On what’s next for Alison’s crusade

  • Once we get the five day week bedded in, the next step is to look at the risk profile in the industry as I think it goes a long way to explain the suicide that exists in our industry. The limits of liability, the exposures that companies have are very, very large and so we need to change that risk profile.
  • A lot of subcontractors have their house on the line as it is the collateral for the business. And so when a job goes broke, they lose their houses. So the next step really is looking at the risk profile to try and get it to be a much fairer place to work.
  • I've seen the opposite as well where the husband has worked really, really hard, done all the hours, got the nest egg thinking they're providing for the family, they retire and then the wife leaves them. And they're like, “I did all this for my family,” but your family had a life separate from you.
  • “If you don't know what to do, do something, and if it doesn't work, try something else. Just never stop trying.” And when you see people struggle, when you see how hard it is, but you can see a better way, no matter how hard it is for you at the top, you have to make the change. And if I don't make the change now, who will make the change?
  • For me, it's not about me benefiting, I'm too old to benefit now. It's about the generations that are following my footsteps. And so that's what keeps me going. And the emails that I get from people saying, “I love what you're doing. It's having an impact. I'm seeing it. I can feel it.” That's the adrenaline injection I need. I get to keep going.
  • I'm very much a person that if I know in my heart that it's the right thing to do, I will bash my head against a brick wall until I get through because I'm in the position to make the change. But it can't just be me; we need to do it as an industry and do it together.

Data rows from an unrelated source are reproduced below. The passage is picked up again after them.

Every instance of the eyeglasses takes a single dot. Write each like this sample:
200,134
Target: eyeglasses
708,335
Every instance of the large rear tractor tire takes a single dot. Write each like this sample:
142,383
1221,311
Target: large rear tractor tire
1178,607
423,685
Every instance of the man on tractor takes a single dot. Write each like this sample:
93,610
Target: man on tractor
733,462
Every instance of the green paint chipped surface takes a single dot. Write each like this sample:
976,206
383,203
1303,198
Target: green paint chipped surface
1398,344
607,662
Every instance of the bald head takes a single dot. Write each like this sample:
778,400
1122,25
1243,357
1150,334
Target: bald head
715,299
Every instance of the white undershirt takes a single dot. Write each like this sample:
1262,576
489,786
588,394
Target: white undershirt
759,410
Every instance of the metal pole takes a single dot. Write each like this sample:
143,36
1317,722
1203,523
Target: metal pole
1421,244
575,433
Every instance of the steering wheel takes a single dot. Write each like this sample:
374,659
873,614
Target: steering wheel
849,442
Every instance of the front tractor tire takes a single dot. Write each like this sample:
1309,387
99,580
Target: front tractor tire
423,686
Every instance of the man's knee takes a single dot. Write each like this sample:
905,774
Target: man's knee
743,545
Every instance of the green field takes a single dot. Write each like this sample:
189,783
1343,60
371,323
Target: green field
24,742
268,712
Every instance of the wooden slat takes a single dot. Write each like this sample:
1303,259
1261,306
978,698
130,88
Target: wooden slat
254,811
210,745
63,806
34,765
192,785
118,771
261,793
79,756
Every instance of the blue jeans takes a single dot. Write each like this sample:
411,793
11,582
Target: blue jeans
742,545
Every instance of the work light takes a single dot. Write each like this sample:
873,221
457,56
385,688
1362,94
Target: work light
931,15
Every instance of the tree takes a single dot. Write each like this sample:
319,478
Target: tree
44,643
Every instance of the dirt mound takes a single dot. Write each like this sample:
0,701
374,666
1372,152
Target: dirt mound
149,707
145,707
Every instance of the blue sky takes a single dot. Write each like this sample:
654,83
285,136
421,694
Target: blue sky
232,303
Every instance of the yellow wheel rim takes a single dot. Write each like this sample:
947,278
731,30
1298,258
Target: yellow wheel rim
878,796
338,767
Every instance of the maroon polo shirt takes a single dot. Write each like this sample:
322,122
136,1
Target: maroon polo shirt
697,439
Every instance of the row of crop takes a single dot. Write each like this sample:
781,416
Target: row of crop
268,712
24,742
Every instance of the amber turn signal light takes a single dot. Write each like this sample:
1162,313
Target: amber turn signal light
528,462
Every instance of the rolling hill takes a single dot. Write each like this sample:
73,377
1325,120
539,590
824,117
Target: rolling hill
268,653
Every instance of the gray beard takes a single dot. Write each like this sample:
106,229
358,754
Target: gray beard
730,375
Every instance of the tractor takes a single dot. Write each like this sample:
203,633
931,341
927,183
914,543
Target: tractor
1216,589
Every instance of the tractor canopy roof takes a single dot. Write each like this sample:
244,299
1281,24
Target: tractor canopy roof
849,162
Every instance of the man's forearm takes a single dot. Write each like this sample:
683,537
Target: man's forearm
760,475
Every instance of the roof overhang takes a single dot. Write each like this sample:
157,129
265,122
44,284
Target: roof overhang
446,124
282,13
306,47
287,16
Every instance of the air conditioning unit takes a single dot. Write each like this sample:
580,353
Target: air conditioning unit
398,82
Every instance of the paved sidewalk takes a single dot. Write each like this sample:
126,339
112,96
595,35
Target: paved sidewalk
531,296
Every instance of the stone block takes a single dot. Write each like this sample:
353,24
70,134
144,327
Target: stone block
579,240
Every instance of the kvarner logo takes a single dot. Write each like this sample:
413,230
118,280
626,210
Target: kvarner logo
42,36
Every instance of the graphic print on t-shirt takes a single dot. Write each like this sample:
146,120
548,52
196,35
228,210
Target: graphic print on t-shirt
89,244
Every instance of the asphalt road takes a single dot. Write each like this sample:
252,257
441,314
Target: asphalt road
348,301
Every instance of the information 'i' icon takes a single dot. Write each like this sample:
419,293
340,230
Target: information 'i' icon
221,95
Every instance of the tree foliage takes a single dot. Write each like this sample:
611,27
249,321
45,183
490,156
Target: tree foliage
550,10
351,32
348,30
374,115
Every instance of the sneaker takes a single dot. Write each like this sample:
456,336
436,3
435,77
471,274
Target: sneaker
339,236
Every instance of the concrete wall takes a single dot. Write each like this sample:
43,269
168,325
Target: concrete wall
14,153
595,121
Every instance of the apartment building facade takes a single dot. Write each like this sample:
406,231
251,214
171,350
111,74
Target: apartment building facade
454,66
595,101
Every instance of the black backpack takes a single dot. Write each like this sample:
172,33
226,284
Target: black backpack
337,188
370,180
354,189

On her learning experiences

  • I did a negotiation course years ago at Mount Eliza, it was a three-day negotiation course, and I never appreciated how much negotiation you do in a day. I always thought negotiation was external to an organisation and I never really comprehended how much internal negotiation you do in an organisation. So, that course really opened my eyes up. The next one I recommend would be the AICD Directors’ course.
  • I think the best advice I've had, recognising that I sit in a man's world was, “Choose your attitude.” I chose to take seemingly negative comments as compliments. Generally speaking, if you can choose to take the rosier side, your life will be a lot easier!
  • We also have the no dickheads policy. So when someone hasn't been right for the business, I have removed them but it's all been very carefully done. It really makes sure that you've got that high performing culture. We don't have alpha males or alpha females in the company. We don't have people with an ego in the company, so that everyone can have a voice and be heard.
  • So many businesses don't debrief along the way. If you look at sport, they debrief after a training session, they debrief after the game, they’re constantly debriefing with real talk. And in business we tend to leave it for so long. And then it's not a mountain, it's a volcano.

Final message of wisdom and hope for future leaders 

  • I would just say be bold, be brave and really embrace change.